Recently my husband and I were honoured to become the godparents to our second godson, for me it is such a wonderful and special moment and am always proud to tell people stories about my godsons.

I know that people don’t always choose the title of godparent, they use others like mentor, or Guardian. It used to be that the godparent was part of the christian faith, and was responsible for overseeing the religious education for the child and caring for the child if they were orphaned. Nowadays it is not all about religion, it is about the people that the parents choose to take an interest in the child’s upbringing and personal development. It is not as often the people the parents choose if something were to happen to them. This needs to be stated in the parents will.

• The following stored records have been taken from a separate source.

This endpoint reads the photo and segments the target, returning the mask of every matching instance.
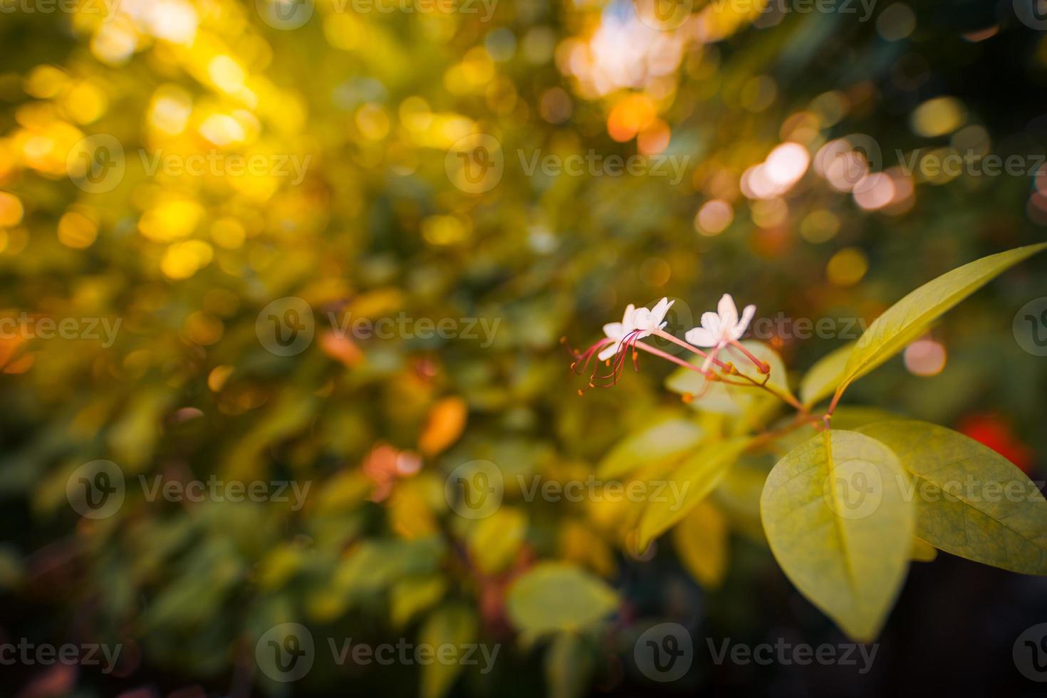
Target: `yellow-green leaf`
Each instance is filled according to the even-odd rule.
[[[691,420],[655,422],[625,437],[604,456],[598,469],[602,479],[618,479],[640,466],[671,460],[697,446],[705,431]]]
[[[1047,500],[1017,466],[926,422],[878,422],[859,431],[887,444],[913,476],[919,538],[961,558],[1047,575]]]
[[[913,538],[913,549],[909,558],[914,562],[932,562],[938,557],[938,548],[919,538]]]
[[[848,342],[819,359],[800,381],[800,400],[804,407],[812,407],[828,398],[840,385],[844,377],[847,360],[854,351],[854,342]]]
[[[1019,262],[1047,248],[1028,245],[990,254],[928,282],[869,325],[847,360],[840,388],[865,376],[918,338],[934,320]]]
[[[503,571],[516,557],[527,535],[527,515],[519,509],[502,506],[476,521],[469,536],[469,553],[485,575]]]
[[[838,407],[837,411],[832,413],[832,428],[838,430],[843,429],[857,431],[859,429],[856,427],[861,427],[866,424],[898,419],[901,418],[894,412],[889,412],[886,409],[881,409],[879,407],[845,405],[843,407]],[[781,423],[775,425],[775,428],[780,429],[788,424],[788,422],[789,419],[784,419]],[[812,425],[805,424],[802,427],[794,429],[793,431],[789,431],[772,442],[771,450],[781,457],[805,441],[814,438],[818,433],[819,430]]]
[[[542,562],[521,575],[507,601],[513,625],[531,636],[583,629],[618,608],[603,580],[561,562]]]
[[[578,698],[588,689],[593,655],[582,638],[560,633],[545,652],[545,683],[550,698]]]
[[[413,577],[397,582],[389,590],[389,616],[400,628],[418,613],[431,608],[447,590],[443,577]]]
[[[419,643],[439,648],[461,648],[476,641],[476,615],[464,605],[438,608],[419,632]],[[462,672],[461,661],[433,661],[422,666],[422,698],[443,698]]]
[[[887,446],[832,430],[779,460],[760,498],[782,570],[859,641],[879,632],[909,566],[915,508],[899,478]]]
[[[640,518],[638,549],[645,550],[650,542],[687,516],[712,492],[728,469],[745,450],[751,438],[731,438],[698,449],[669,474],[669,483],[658,501],[649,501]],[[651,489],[652,499],[656,489]]]
[[[698,584],[707,589],[720,586],[727,572],[727,519],[708,499],[672,530],[672,545]]]

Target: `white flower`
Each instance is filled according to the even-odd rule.
[[[612,344],[608,344],[599,354],[600,361],[605,361],[610,357],[618,354],[618,350],[622,345],[622,340],[624,340],[630,333],[640,330],[640,334],[636,335],[637,339],[643,339],[649,336],[655,330],[663,329],[668,322],[664,322],[665,314],[669,312],[672,303],[675,300],[669,300],[668,298],[662,298],[659,300],[654,308],[647,310],[646,308],[636,308],[632,303],[629,303],[625,308],[625,314],[622,315],[621,322],[608,322],[603,325],[603,334],[607,335],[608,339],[614,339]]]
[[[738,319],[738,307],[730,293],[725,293],[716,306],[715,313],[701,314],[701,327],[687,331],[684,338],[695,346],[720,347],[737,341],[745,334],[749,323],[756,313],[756,306],[745,306]]]

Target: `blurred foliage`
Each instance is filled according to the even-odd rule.
[[[884,3],[868,22],[738,4],[697,2],[685,23],[658,29],[620,0],[498,2],[487,21],[320,0],[293,30],[263,21],[265,0],[4,14],[3,315],[120,321],[109,346],[0,343],[4,633],[122,643],[117,677],[53,679],[94,695],[154,679],[288,694],[253,669],[255,638],[286,622],[317,638],[507,645],[487,676],[318,662],[295,693],[347,682],[533,693],[549,680],[556,695],[577,695],[595,680],[643,681],[614,660],[643,620],[697,612],[700,592],[681,595],[675,572],[652,581],[650,565],[707,587],[730,569],[709,613],[758,627],[753,584],[774,563],[744,521],[758,516],[765,459],[743,459],[716,506],[681,524],[715,540],[675,553],[630,548],[629,502],[526,501],[516,491],[516,475],[584,479],[601,458],[628,459],[607,453],[686,413],[653,362],[578,399],[584,386],[566,380],[559,338],[585,342],[626,302],[662,296],[677,298],[670,329],[687,329],[725,290],[766,317],[871,320],[961,263],[1042,240],[1047,197],[1033,178],[914,181],[895,153],[1042,154],[1047,44],[1009,2],[921,3],[886,21],[899,3]],[[478,133],[500,143],[505,173],[470,193],[448,177],[447,154]],[[891,171],[887,203],[817,172],[822,149],[855,133],[875,139]],[[121,144],[126,172],[91,193],[68,156],[102,134]],[[783,190],[754,192],[750,168],[786,141],[815,162]],[[300,182],[151,173],[161,152],[309,164]],[[589,152],[688,159],[674,182],[529,176],[517,155]],[[1047,365],[1010,330],[1043,293],[1044,269],[1031,261],[933,331],[948,346],[937,375],[894,361],[848,398],[939,423],[976,419],[965,430],[1047,452]],[[317,318],[312,345],[290,357],[255,334],[260,311],[284,296]],[[340,337],[328,313],[499,323],[482,346]],[[781,333],[771,343],[802,368],[844,339]],[[672,465],[685,442],[675,451],[658,438],[666,459],[644,467]],[[118,464],[129,488],[118,515],[95,521],[75,515],[65,488],[98,458]],[[478,459],[505,473],[506,504],[473,521],[449,510],[444,485]],[[1042,456],[1025,466],[1042,469]],[[311,489],[300,511],[150,502],[139,474]],[[729,527],[720,511],[747,516]],[[579,607],[547,618],[561,600]],[[824,631],[821,618],[796,622]],[[540,651],[516,641],[545,630],[555,632],[533,638]]]

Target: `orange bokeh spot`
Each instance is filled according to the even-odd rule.
[[[654,105],[643,94],[618,103],[607,116],[607,134],[620,143],[636,137],[654,121]]]

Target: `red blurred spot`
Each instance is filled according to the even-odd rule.
[[[957,429],[970,438],[990,449],[1028,473],[1032,468],[1032,450],[1023,444],[1010,424],[992,412],[968,414],[960,420]]]

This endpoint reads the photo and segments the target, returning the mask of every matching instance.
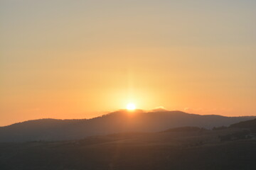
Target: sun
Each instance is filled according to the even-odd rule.
[[[136,106],[132,103],[129,103],[127,105],[127,109],[129,110],[133,110],[136,109]]]

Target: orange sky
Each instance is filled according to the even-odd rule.
[[[1,1],[0,126],[129,102],[256,115],[255,1]]]

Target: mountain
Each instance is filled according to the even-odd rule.
[[[256,132],[256,119],[237,123],[230,125],[230,128],[236,128],[249,129],[252,132]]]
[[[28,120],[0,128],[0,142],[58,141],[125,132],[159,132],[182,126],[228,126],[255,117],[201,115],[181,111],[113,112],[92,119]]]

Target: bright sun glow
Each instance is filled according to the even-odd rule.
[[[134,104],[134,103],[128,103],[127,105],[127,109],[129,110],[133,110],[134,109],[136,109],[136,106]]]

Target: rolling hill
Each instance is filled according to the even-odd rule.
[[[28,120],[0,128],[0,142],[59,141],[125,132],[151,132],[182,126],[228,126],[255,117],[201,115],[181,111],[124,110],[92,119]]]

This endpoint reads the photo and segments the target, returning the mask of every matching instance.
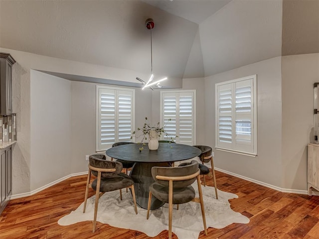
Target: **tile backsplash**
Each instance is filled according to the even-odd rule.
[[[16,140],[16,115],[0,116],[0,143]]]

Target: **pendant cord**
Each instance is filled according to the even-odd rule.
[[[153,72],[153,48],[152,44],[152,24],[150,24],[150,30],[151,30],[151,74]]]

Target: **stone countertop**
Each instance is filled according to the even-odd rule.
[[[0,149],[5,148],[7,147],[12,145],[14,143],[16,142],[16,140],[14,141],[8,141],[6,142],[2,142],[0,143]]]

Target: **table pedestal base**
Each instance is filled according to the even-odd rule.
[[[150,185],[155,181],[152,176],[152,167],[168,167],[169,163],[135,163],[131,171],[131,177],[134,180],[136,203],[141,208],[148,209]],[[151,210],[160,208],[165,203],[152,197]]]

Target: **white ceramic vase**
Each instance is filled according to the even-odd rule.
[[[156,130],[151,130],[149,138],[149,149],[150,150],[156,150],[159,148],[159,139],[158,132]]]

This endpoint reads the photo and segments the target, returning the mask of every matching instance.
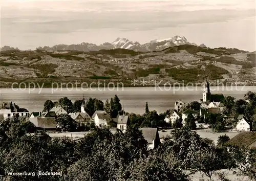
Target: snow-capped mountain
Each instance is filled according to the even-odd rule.
[[[192,44],[198,46],[195,43],[189,42],[184,36],[175,36],[172,38],[155,39],[144,44],[140,44],[138,41],[132,41],[127,38],[118,38],[112,43],[105,42],[100,45],[82,42],[77,44],[57,44],[52,47],[39,47],[37,49],[47,51],[54,50],[77,50],[84,52],[98,51],[102,49],[125,49],[136,51],[147,52],[160,51],[170,47],[182,44]]]

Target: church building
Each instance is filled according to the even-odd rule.
[[[225,100],[225,97],[222,94],[211,94],[210,92],[210,85],[206,81],[206,85],[204,87],[203,93],[203,102],[222,102]]]

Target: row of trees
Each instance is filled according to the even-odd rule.
[[[82,100],[76,100],[74,104],[67,97],[60,98],[58,101],[53,102],[51,100],[46,101],[44,104],[44,111],[48,111],[54,106],[60,106],[68,112],[78,112],[81,111]],[[98,99],[89,98],[86,102],[84,110],[92,116],[96,110],[105,110],[111,115],[112,118],[116,118],[122,110],[122,105],[117,95],[111,98],[110,102],[107,100],[105,103]]]
[[[216,146],[212,140],[185,127],[175,129],[172,137],[150,151],[136,128],[115,133],[106,128],[95,128],[74,141],[52,139],[42,132],[28,135],[34,127],[22,119],[14,117],[1,124],[0,175],[6,180],[185,181],[198,171],[211,179],[216,171],[234,168],[256,179],[256,150],[231,147],[227,136],[219,137]],[[62,172],[63,176],[7,174],[38,171]]]

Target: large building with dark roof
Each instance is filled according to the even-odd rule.
[[[222,102],[225,100],[225,97],[222,94],[211,94],[210,91],[210,84],[206,81],[206,85],[204,87],[203,99],[202,102]]]

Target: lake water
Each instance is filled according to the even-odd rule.
[[[143,114],[145,104],[148,102],[150,110],[155,110],[163,112],[173,108],[175,100],[181,99],[185,102],[199,101],[202,98],[203,89],[201,87],[124,87],[113,90],[95,89],[88,90],[69,90],[66,88],[53,91],[51,88],[44,88],[41,91],[35,89],[30,92],[24,90],[14,90],[11,88],[0,89],[0,102],[12,101],[20,107],[27,109],[30,112],[41,111],[45,101],[48,99],[52,101],[67,97],[74,102],[76,100],[95,98],[104,102],[110,100],[117,95],[124,106],[124,110],[129,112]],[[222,93],[225,96],[231,96],[237,99],[242,98],[248,91],[256,92],[256,86],[211,87],[212,93]]]

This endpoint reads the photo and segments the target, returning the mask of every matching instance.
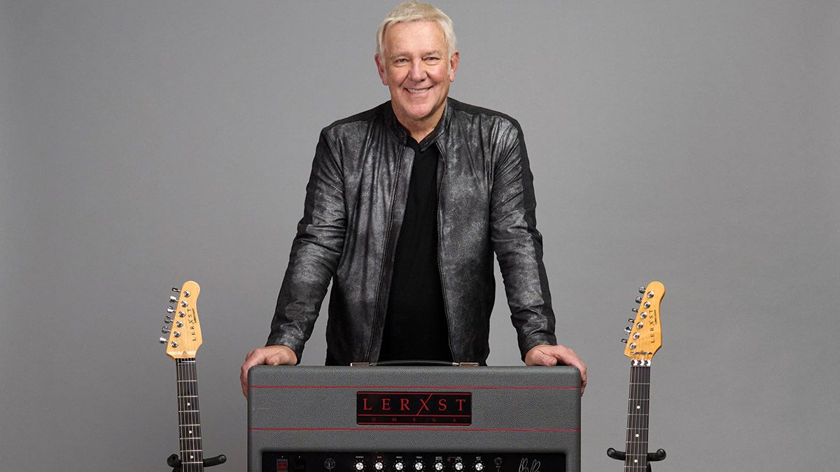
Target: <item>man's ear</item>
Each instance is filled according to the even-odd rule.
[[[449,81],[455,81],[455,72],[458,71],[458,61],[460,60],[460,54],[456,50],[452,53],[449,58]]]
[[[376,71],[379,72],[379,78],[382,79],[382,85],[387,86],[388,77],[385,73],[385,64],[382,63],[378,54],[373,56],[373,60],[376,63]]]

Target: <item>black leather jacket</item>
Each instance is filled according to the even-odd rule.
[[[332,279],[328,358],[345,365],[378,359],[414,158],[406,139],[391,102],[321,132],[266,345],[301,359]],[[519,123],[449,98],[420,146],[432,144],[440,150],[438,264],[453,359],[484,363],[490,354],[494,251],[522,355],[554,344]]]

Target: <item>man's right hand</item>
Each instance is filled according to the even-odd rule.
[[[266,365],[295,365],[297,364],[297,355],[291,349],[280,345],[258,348],[248,353],[239,373],[242,395],[244,395],[245,398],[248,398],[248,371],[251,367],[263,364]]]

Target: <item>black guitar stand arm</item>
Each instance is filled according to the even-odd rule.
[[[617,451],[612,448],[606,449],[606,455],[612,457],[616,460],[624,460],[627,458],[627,454],[624,451]],[[665,449],[657,449],[655,453],[648,453],[648,472],[650,471],[650,463],[659,462],[665,459]]]
[[[213,465],[228,462],[228,458],[224,454],[218,454],[216,457],[205,459],[202,462],[204,463],[204,467],[213,467]],[[178,457],[178,454],[172,454],[167,457],[166,465],[172,468],[172,472],[181,472],[181,458]]]

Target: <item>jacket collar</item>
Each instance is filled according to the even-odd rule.
[[[449,122],[452,118],[452,102],[454,100],[446,97],[446,108],[444,108],[444,114],[440,117],[440,121],[435,125],[434,129],[432,130],[423,141],[420,142],[420,150],[425,151],[433,143],[435,143],[438,139],[444,135],[444,134],[449,128]],[[396,119],[396,115],[394,114],[393,106],[391,104],[391,101],[386,102],[385,105],[385,114],[386,114],[386,123],[388,124],[388,128],[391,128],[391,133],[396,136],[400,142],[405,144],[408,139],[408,133],[406,131],[402,125],[400,124],[399,120]],[[439,148],[439,146],[438,146]]]

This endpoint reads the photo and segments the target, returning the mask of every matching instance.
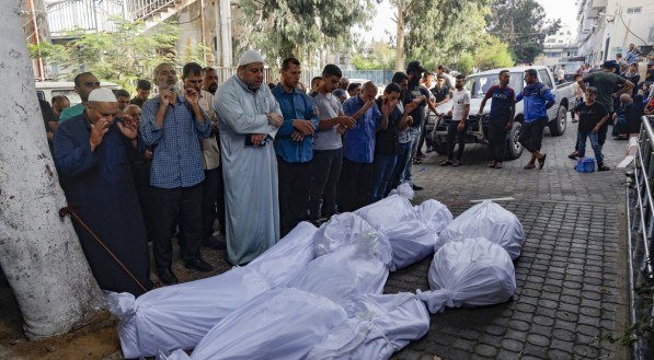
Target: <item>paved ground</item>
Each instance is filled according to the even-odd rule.
[[[440,167],[429,154],[414,169],[425,186],[415,202],[438,199],[456,214],[471,200],[513,197],[502,201],[523,221],[527,242],[516,262],[518,290],[509,302],[483,309],[448,309],[432,316],[431,332],[393,359],[623,359],[626,350],[600,341],[619,334],[626,310],[623,172],[578,174],[566,158],[576,127],[563,137],[546,135],[546,167],[523,170],[527,153],[505,169],[485,165],[481,146],[466,150],[463,165]],[[607,164],[624,154],[624,141],[609,140]],[[182,281],[228,270],[223,249],[203,249],[216,266],[210,274],[173,266]],[[427,290],[431,258],[391,274],[387,293]],[[28,342],[9,289],[0,289],[0,358],[121,359],[113,326]],[[108,358],[107,358],[108,359]],[[362,359],[365,360],[365,359]]]
[[[440,167],[431,155],[417,167],[425,186],[416,201],[435,198],[455,216],[470,200],[501,201],[523,222],[527,241],[516,260],[518,290],[509,302],[446,310],[432,316],[429,333],[394,359],[623,359],[624,348],[601,341],[623,328],[626,230],[623,172],[580,174],[566,158],[576,126],[563,137],[546,135],[543,170],[525,171],[527,153],[505,169],[485,167],[485,148],[466,150],[463,166]],[[607,142],[607,164],[624,154],[624,141]],[[461,185],[463,184],[463,185]],[[431,258],[390,276],[386,292],[428,289]]]

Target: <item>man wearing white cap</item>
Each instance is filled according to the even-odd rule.
[[[154,267],[161,282],[171,284],[177,282],[172,271],[172,230],[177,214],[184,229],[184,266],[204,272],[213,269],[199,254],[205,179],[200,140],[211,133],[211,121],[199,106],[198,92],[193,86],[179,89],[171,65],[154,68],[154,82],[159,96],[144,103],[140,135],[154,152],[150,173],[157,209]]]
[[[135,124],[116,119],[118,103],[108,89],[89,94],[85,111],[55,133],[55,164],[69,207],[149,288],[150,257],[146,228],[131,181],[126,146],[136,139]],[[142,290],[74,223],[84,255],[102,289],[140,294]]]
[[[237,74],[216,92],[225,179],[227,259],[253,260],[279,240],[277,160],[273,140],[282,111],[263,83],[264,59],[248,50]]]

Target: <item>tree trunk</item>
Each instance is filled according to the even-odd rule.
[[[69,219],[48,151],[32,62],[21,26],[21,0],[0,1],[0,266],[30,339],[88,323],[102,301]]]
[[[404,1],[398,1],[398,36],[395,44],[395,71],[404,71]]]

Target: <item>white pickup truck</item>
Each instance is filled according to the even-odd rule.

In this day and age what do we expect of a godparent? I posed this question to a few people lately and got various answers. Some of the people I spoke to told me that they don’t know who their god parents are, they are people that their parents used to be friends with. They are no longer friends with the parents and no longer in the life of the child.  A lot of people that I spoke with chose siblings for the god parents of their children for that reason. Others chose multiple people, and some long time friends that had already been in their lives for countless years. People that I spoke to said that the godparents that they have chosen for their child are not necessarily the people that they would want to raise their children if something happened to them.

I take being a god parent seriously. I think it is about being there for the child. Encouraging the child, and letting the child know that you are there for them. Allowing that child to know that they are loved and that they can come to you for help, advice and as a confidant. I know that the advice may not always be what the parent may give but sometimes this is a good thing to get different perspectives and  they can use you as a sounding board that might not be as emotionally invested in what they are asking about. I want to be the person in the life of my godsons that listens to them  when they speak and encouraging them, praising them when the do good things, reinforcing positive behaviour and teaching them right from wrong. I want them to know that they can come to me when ever they need to talk about anything, serious, funny, silly, any reason at all.

What do you think are the important roles of a godparent in the lives of their godchild? Are they the people that you want to raise your children if you were no longer around to do so?